Being blinded by dollar sides doesn't excuse your obligation to your children. Kids like things, no question. But ask a kid who has lost a parent and most (if not all) would tell you that they'd rather have a parent around.

We have a hideous economy, no question. And the way things are set up, the rule breakers and law breakers at the top get slaps on the wrists, while on the lower rung, they get sent to prison.
But when you have kids you need to give up the American b.s. fantasy of a "quick buck." That's the sort of nonsense you can hold out for when you're a kid. Growing up means learning that some responsibilites go beyond things and that maybe it's better to be poor and do without if you can be with your kids.

I don't blame him if he was focusing on the big easy because we're conditioned to. But that's as much a part of the story and to hear "Oh, it's awful, he just wanted to go to Iraq and make some fast bucks but he was killed" isn't really the story, not the whole story.

Mike and I agreed immediately when we discussed the show on Monday. I wanted to think about it a little before writing because I wasn't sure what I wanted to say here on this part but I'll share. My father died when I was little. He didn't die in Iraq. He did think he was going to make a quick buck. He worked himself crazy driving this route in really limited time and he had a car accident and he died. The only reason he pushed himself like that was because he thought, "Money for my kids!" We didn't end up with money but if we had, it wouldn't have brought him back or made it okay that he was gone. That influences how I'm seeing this (and may influence how Mike sees it because he knows my life story). My mother never said a word against him. But when I was 10, my grandfather (my dad's father) sat me down and explained the thing in terms of "lust and greed" (for money) and how that will lead you to make choices that are wrong for you and will hurt the people around you. I don't remember what the shoes were that I was whining about but I had been on my mom's case about it and how a real mother who loved me would get me those shoes. My grandfather didn't pull any punches. He told me that kind of thinking was the reason my dad, his son, wasn't with us. He really believed that he had to try to provide us with everything.
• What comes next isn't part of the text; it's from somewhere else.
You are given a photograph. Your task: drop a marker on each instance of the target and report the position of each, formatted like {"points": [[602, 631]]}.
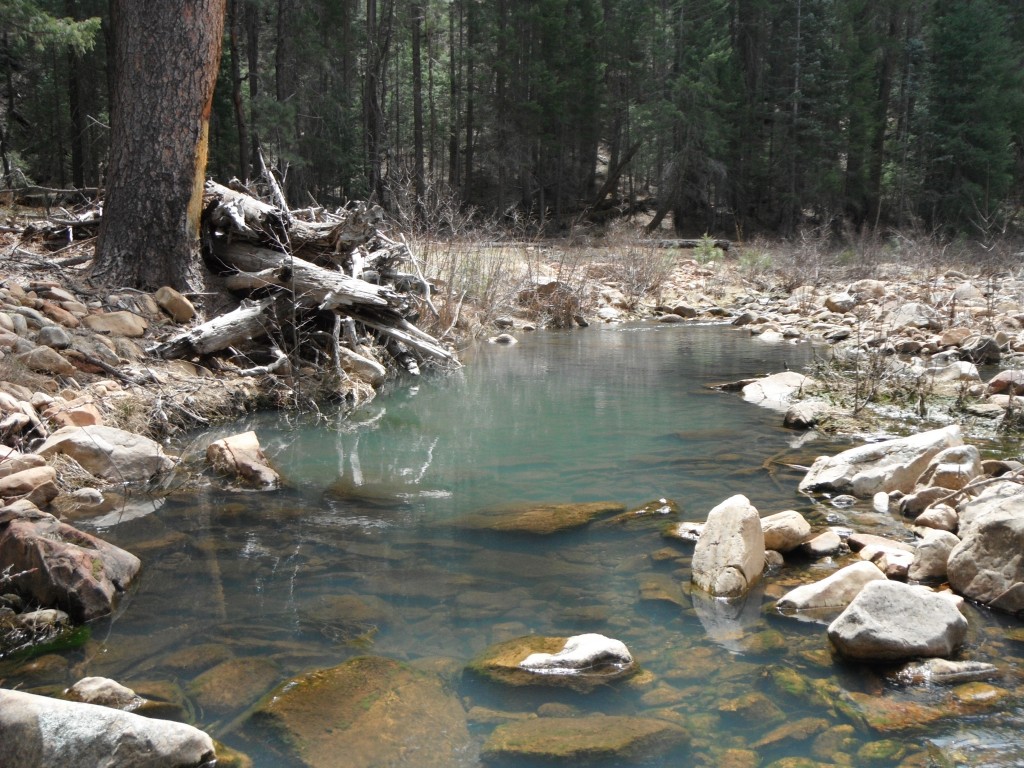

Given the choice, I'd go through life shoeless if I could just have my dad for even a year more than I did. So I don't blame the guy for thinking Iraq was a "quick buck" and I know it's conditioned in us. But I'm not going to sit here and act like he didn't have other options or he shouldn't have thought them through before he went over there.

I also don't get the whole, "He was supposed to be a bodyguard for Paul Bremer!" Was that supposed to be safer? Or is it that he didn't get what he signed up for? Talk to the soldiers over there and ask them if they got what their recruiters promised them.

Think about your own work and see if someone who's always arguing with the boss ends up getting the wanted task. There are other details to the story. I don't care for the lawyer representing the guy either. He did this with Amy Goodman (maybe Juan Gonzalez too, I think Juan was in that interview too) and he did it with Michael Ratner and Heidi Boghosian. It was a, "Oh good question, now instead of answering, let me get my soundbyte in." It's like he has a script whenever he appears. I think going to Iraq for a quick buck was foolilsh (my grandfather would call the guy a fool) and I think it was his choice. The same choice my father made in pursuing that quick buck. Those choices lead down a path and, at the end, there's no point in wondering how you got there.

I also thought if you were going to stress "He was a trainer for Demi Moore" you'd get her name right. If you're throwing out that detail (and it was tossed out over and over), learn the woman's name. It's not "Dem-me." It doesn't rhyme with Emmy. It'd be like saying, "He was a trainer for Cheryl Stone." Who? Sharon Stone isn't Cheryl Stone and Demi Moore isn't Demmy Moore.
(And Mike made me laugh when he noted that was a huge pet peever of C.I.'s. It really is.)